An article from the American Psychological Association’s website talks about communication with your children and brings up two tips. One is, “Kids learn by imitating. Most often, they will follow your lead in how they deal with anger, solve problems and work through difficult feelings.” The other is, “Kids learn from their own choices. As long as the consequences are not dangerous, don’t feel you have to step in.”
I feel these both relate will, in regards to parents’ leadership skills. If you show your children what a good leader is, how they behave and act, then you hope they will imitate this behavior and learn from it. Also, sometimes they need to make their own choices, wrong or right, to learn. Allowing them to participate in their life decisions, and being supportive of this, encourages their independence.
Best wishes to you and your family!
Communication Tips for Parents. (2014 June 8). American Psychological Association. Retreived from http://www.apa.org/helpcenter/communication-parents.aspx
Chandara Jenny Chhay says
I think this is certainly the best way to explain parenting. Sorry, I didn’t mean to sound biased to any other person who would explain parenting, but for me I think the application of situational approach to parenting style is a great example. I come from a big family and many older cousins, a sister, aunts and uncles who have started their family and an occasional discussion would be parenting: how do you parent. Often, my response is similar to the situational approach, in that all children is very different and need to be parented (not really sure if this is a word), differently. Although my opinions or suggestions aren’t necessarily valid because I’m not a parent myself though I do help and have helped raise my younger brother, nieces and nephew I think my perspective is a bit subjective because I think there is a difference of being a parent or guardian as oppose to helping hand. There are some who fit, individually and a combination, into each, if not all of there categories of leadership style, so it’s interesting to visualize the leadership styles.
What’s interesting with situational approach is that as children grow through different stages of life I would assume that the style of parenting would change too. In my mind I’m assuming their opinion differ and their mindset is evolving.
I do have a question, concerning parenting, is there, if there even is one, any one comment or suggestion of parenting advice you would have to parents?
vic5051 says
I think the way you applied the Situational Approach Theory to your life is very interesting. Even looking at your situation from a different perspective as you, as someone without children, I am able to understand your argument. Every person, brother or sister, friends or relative, is different and responds to different leadership styles, like your son and daughter.
I would compare your ideas on Situational Approach Theory to me and my brother growing up. I have an older brother and we both respond to different forms of leadership executed by our parents.

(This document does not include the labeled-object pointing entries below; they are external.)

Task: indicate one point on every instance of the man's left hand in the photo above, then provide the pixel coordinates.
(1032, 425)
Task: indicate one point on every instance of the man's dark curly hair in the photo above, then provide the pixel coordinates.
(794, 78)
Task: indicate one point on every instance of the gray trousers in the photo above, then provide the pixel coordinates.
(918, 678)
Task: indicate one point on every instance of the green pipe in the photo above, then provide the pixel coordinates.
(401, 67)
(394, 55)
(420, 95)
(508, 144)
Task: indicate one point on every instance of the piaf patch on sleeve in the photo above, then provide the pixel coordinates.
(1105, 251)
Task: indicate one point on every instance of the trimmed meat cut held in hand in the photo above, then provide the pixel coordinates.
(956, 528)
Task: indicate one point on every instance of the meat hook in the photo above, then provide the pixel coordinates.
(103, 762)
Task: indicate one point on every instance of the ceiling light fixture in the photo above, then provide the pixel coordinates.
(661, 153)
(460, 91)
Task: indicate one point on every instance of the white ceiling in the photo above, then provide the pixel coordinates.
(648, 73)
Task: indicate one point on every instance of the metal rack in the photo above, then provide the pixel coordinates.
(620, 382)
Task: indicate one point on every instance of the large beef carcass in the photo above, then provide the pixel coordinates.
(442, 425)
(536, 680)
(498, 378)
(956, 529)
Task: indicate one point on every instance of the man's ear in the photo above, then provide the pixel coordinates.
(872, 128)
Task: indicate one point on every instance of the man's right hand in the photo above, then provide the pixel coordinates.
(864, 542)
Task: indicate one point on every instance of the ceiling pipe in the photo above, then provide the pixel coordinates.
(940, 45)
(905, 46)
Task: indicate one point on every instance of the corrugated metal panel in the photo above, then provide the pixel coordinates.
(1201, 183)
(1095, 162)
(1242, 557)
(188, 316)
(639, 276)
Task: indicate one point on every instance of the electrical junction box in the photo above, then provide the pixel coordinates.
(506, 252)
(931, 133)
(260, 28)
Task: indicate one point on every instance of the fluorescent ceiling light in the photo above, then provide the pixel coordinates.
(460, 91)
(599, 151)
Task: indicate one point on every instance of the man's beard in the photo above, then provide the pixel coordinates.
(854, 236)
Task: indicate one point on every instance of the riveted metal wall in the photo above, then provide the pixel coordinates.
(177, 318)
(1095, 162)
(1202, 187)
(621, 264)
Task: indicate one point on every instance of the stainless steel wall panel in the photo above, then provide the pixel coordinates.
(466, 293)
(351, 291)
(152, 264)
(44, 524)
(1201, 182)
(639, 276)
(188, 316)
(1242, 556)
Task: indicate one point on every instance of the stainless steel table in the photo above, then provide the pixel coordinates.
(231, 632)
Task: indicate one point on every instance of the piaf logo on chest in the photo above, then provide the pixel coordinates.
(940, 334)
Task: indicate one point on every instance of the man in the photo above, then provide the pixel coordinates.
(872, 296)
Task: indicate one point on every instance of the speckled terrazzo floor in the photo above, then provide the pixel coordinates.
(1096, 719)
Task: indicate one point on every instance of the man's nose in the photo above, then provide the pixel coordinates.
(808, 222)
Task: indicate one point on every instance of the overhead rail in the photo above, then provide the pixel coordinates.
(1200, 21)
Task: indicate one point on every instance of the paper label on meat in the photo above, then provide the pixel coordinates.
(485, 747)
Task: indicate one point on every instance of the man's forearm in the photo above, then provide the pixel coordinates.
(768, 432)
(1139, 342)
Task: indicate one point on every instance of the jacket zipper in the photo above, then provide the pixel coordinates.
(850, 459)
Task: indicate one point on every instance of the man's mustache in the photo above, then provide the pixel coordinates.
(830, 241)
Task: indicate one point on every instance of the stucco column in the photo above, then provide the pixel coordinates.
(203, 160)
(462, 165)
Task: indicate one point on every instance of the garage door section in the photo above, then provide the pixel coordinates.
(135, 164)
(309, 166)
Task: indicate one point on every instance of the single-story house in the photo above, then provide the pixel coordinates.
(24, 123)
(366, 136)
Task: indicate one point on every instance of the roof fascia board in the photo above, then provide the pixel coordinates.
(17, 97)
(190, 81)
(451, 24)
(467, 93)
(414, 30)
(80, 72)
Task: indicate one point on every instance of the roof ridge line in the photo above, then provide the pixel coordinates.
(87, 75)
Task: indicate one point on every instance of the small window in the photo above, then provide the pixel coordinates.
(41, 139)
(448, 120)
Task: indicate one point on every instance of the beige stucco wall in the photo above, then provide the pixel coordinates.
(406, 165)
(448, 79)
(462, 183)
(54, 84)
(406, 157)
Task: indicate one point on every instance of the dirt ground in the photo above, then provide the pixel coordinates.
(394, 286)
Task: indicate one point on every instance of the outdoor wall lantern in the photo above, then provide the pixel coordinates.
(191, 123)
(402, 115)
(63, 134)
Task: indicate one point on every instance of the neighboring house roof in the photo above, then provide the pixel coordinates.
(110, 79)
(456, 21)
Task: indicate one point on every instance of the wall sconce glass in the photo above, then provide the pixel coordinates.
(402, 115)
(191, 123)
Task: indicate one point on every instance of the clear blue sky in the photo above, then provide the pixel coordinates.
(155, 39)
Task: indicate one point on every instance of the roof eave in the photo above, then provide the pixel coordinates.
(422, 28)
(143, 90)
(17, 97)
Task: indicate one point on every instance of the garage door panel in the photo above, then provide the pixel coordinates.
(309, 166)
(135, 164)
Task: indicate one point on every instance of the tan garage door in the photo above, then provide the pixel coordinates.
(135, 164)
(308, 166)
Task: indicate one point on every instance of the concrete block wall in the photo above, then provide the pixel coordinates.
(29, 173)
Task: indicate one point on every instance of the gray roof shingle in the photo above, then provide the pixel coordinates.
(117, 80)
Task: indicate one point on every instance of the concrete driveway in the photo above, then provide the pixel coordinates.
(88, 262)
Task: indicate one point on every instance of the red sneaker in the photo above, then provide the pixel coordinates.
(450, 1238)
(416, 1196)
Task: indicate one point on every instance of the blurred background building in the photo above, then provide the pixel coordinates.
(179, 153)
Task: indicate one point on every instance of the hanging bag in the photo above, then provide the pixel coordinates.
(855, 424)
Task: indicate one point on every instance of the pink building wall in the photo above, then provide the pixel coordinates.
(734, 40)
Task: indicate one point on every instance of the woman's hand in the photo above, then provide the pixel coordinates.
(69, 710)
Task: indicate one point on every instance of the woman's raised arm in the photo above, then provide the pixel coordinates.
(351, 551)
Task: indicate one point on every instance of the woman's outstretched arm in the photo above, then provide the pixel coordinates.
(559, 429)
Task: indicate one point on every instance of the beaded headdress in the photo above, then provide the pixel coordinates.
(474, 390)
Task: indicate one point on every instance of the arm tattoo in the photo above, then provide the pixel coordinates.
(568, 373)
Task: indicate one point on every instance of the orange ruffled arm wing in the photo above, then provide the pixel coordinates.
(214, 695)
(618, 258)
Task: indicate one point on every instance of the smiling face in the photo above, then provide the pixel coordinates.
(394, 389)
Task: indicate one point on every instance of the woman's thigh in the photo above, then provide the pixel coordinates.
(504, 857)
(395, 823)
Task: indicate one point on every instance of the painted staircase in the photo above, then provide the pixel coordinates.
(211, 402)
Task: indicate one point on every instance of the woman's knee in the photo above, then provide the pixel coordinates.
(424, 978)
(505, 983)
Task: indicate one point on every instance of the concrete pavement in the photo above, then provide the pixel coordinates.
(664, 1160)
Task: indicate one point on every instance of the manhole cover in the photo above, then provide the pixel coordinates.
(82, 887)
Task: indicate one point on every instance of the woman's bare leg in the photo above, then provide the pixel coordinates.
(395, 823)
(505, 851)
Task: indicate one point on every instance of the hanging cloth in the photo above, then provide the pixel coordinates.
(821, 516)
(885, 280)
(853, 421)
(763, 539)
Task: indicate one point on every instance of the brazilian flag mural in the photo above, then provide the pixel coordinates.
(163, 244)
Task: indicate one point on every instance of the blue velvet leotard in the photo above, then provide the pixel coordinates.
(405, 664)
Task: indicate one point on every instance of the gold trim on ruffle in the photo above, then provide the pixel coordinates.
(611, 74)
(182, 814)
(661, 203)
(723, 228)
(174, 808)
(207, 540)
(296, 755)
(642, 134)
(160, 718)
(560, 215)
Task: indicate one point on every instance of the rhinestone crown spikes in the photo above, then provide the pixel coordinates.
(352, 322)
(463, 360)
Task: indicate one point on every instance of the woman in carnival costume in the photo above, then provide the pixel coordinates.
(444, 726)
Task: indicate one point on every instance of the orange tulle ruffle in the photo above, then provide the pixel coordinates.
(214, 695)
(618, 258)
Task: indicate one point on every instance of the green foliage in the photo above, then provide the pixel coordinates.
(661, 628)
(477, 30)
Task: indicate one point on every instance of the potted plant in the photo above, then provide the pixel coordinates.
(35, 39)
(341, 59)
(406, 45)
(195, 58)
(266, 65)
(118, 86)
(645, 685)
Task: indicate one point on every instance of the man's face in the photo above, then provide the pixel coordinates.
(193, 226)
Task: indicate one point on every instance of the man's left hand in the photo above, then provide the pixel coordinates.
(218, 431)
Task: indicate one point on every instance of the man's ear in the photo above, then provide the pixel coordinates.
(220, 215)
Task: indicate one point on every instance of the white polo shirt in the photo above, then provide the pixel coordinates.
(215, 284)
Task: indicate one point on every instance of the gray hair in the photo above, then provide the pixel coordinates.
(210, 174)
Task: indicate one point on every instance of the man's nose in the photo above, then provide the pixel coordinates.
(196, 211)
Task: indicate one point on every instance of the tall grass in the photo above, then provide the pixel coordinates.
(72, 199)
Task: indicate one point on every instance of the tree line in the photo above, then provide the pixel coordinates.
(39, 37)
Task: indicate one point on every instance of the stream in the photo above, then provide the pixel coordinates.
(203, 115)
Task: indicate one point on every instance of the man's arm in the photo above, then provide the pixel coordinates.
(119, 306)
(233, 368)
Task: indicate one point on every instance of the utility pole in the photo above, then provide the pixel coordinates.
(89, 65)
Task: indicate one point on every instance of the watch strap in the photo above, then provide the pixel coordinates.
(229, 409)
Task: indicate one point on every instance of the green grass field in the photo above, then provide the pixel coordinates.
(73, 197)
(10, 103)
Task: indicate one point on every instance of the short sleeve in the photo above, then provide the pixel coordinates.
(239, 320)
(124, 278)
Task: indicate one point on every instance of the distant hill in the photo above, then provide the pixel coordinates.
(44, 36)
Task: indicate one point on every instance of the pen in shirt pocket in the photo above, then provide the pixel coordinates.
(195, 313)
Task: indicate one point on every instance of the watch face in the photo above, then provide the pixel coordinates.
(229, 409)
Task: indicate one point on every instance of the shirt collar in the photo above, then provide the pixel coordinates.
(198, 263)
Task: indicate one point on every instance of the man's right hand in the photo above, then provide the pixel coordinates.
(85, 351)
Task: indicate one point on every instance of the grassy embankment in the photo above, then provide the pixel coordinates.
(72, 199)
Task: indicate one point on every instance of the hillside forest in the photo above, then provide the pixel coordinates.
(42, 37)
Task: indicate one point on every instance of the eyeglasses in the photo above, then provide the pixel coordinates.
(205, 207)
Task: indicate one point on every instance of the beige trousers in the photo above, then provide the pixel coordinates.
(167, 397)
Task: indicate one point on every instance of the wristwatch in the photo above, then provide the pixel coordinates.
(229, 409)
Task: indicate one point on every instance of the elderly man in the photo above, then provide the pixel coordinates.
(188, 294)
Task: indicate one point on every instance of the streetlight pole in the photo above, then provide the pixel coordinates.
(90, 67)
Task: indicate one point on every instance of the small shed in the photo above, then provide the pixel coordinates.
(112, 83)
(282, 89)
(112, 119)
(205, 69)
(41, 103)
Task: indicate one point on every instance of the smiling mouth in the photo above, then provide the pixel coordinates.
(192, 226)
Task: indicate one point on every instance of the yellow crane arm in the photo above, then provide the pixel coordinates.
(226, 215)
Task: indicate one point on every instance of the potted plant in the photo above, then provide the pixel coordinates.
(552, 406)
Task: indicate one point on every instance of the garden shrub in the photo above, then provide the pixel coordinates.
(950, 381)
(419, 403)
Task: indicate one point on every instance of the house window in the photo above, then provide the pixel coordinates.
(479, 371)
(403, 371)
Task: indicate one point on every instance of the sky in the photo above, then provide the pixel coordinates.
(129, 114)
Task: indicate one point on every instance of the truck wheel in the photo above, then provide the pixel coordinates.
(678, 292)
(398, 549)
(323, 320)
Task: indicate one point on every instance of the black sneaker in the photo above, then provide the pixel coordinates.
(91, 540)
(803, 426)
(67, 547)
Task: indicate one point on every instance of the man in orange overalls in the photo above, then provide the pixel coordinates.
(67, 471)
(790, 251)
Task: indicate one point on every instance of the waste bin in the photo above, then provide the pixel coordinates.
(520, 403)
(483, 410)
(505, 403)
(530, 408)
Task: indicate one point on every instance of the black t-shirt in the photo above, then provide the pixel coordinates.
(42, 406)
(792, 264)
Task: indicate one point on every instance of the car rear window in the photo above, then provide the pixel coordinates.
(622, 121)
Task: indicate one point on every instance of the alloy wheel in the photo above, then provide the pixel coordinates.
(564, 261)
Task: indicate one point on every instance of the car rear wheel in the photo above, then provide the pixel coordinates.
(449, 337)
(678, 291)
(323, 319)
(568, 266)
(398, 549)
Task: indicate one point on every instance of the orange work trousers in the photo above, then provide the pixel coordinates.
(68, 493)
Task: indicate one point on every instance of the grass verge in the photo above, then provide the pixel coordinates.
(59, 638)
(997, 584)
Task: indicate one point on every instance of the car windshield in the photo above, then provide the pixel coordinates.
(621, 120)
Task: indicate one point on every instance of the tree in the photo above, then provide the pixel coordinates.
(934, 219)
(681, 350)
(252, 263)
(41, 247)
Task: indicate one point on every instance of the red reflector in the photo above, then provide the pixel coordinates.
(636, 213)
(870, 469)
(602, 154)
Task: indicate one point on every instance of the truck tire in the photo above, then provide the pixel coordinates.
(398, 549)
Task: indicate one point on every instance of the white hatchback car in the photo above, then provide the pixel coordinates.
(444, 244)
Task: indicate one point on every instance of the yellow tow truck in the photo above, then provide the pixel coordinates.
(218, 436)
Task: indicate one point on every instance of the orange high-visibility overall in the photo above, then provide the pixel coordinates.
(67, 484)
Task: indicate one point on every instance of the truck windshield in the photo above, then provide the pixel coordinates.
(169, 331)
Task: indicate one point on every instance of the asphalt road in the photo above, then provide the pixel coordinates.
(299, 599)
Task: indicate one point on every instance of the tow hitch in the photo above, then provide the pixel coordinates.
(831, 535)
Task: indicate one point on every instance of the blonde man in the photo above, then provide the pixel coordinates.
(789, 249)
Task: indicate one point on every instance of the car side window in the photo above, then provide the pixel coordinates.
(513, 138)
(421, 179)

My brother was a very studious, outspoken kid, yet followed what my parents told him to do growing up, whereas I was very independent and took my parents advice into consideration but ultimately made my own decisions.
For my brother the coaching style of leadership was situationally appropriate for him for the majority of the time. With high directive and high supportive leadership behavior from my parents my brother excelled through high school, college and is now a successful business man. On the other hand, when raising me, my parents realized, I was less responsive to the coaching leadership behavior and that I preferred to figure out things on my own, so they took on the role of supporting leadership styles. With high support and low directive, my parents learned that I was more motivated by my brother’s accomplishments than their direction and were able to support my decisions while allowing me to make them all on my own.